3.1. La gestion des données dans le cadre de la surveillance et de la lutte

Les prospecteurs acridiens accomplissent un difficile et rude travail de terrain, les conditions sont éprouvantes, parfois dangereuses. Les informations collectées sont transmises en temps réel aux centres d’analyse qui procèdent à des interprétations immédiates pour suivre l’évolution de la situation acridiennes (dynamique des populations acridienne et état de l’environnement). Il est ainsi possible de dégager jour après jour une stratégie d’intervention en fonction des moyens disponibles.
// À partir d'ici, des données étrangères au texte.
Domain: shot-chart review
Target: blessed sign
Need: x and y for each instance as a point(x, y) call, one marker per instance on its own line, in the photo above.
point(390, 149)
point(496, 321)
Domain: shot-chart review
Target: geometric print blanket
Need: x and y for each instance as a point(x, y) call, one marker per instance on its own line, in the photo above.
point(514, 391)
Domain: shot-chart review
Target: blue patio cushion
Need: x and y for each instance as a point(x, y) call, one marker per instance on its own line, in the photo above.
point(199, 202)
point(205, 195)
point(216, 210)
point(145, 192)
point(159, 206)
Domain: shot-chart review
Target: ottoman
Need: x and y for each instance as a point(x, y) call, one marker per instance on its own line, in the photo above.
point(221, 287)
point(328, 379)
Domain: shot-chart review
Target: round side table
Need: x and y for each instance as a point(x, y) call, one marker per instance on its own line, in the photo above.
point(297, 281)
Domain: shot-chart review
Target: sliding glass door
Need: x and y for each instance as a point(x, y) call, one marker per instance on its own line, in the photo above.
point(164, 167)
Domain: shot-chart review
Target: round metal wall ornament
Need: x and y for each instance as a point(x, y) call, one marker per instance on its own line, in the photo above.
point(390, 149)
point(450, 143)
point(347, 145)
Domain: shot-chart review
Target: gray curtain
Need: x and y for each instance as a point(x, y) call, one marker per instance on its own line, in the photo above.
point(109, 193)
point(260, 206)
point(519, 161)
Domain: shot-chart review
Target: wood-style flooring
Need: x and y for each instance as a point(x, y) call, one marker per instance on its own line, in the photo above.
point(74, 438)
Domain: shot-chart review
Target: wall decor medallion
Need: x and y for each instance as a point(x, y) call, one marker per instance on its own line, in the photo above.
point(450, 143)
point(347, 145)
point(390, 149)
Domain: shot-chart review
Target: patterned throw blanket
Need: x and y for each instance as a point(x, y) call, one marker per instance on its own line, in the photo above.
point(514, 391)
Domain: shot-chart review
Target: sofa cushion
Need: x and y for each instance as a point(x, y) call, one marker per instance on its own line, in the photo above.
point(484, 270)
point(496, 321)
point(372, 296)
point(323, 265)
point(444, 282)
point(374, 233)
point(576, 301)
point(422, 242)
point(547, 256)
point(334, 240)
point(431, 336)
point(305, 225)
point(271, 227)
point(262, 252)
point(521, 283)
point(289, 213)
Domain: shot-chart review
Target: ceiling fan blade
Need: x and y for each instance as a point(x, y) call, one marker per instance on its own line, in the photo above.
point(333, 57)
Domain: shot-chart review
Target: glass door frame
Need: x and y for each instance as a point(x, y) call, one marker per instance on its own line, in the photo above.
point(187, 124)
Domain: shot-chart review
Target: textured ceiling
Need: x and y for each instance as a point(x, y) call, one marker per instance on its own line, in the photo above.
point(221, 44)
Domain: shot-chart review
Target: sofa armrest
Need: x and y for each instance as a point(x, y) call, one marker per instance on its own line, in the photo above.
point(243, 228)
Si l’exploitation extemporanée des données collectées constitue l’objectif principal, on peut également envisager une exploitation différée ces archives qui se trouvent valorisée par une analyse diachronique à moyen et long termes. Les ressources récentes de l’informatiques et en particulier des bases de données relationnelle ouvrent des perspectives nouvelles. Des les années 1990, une première tentative d’informatisation des archives acridiennes de Mauritanie a été tentée sous la forme de la base LOCDAT (sous DBase IV) dont l’usage s’est révélé fort peu ergonomique en raison d’une structure beaucoup trop rustique et fort peu conviviale. Dès 1993, la FAO proposait une nouvelle structure en MS-ACESS : la base RAMSES (Cherlet 1993) qui fut ensuite couplée avec un SIG (ArcView) autorisant toute une gamme de sorties cartographiques pré-définies et standardisées. Plusieurs versions successives ont été mises à la disposition des pays et en particulier de la Mauritanie. Les 20 000 enregistrements déjà saisis sous LOCDAT ont été transcrits et transposés au format RAMSES. Si bien que plus de 50 000 enregistrements sont actuellement disponibles pour la Mauritanie, couvrant une période allant de (1968) 1988 à 2007. L’essentiel des résultats présentés dans le premier chapitre de ca travail ont été obtenus à partir de la base RAMSES de mauritanie mais l’exploitation des données suggère plusieurs remarques opérationnelles.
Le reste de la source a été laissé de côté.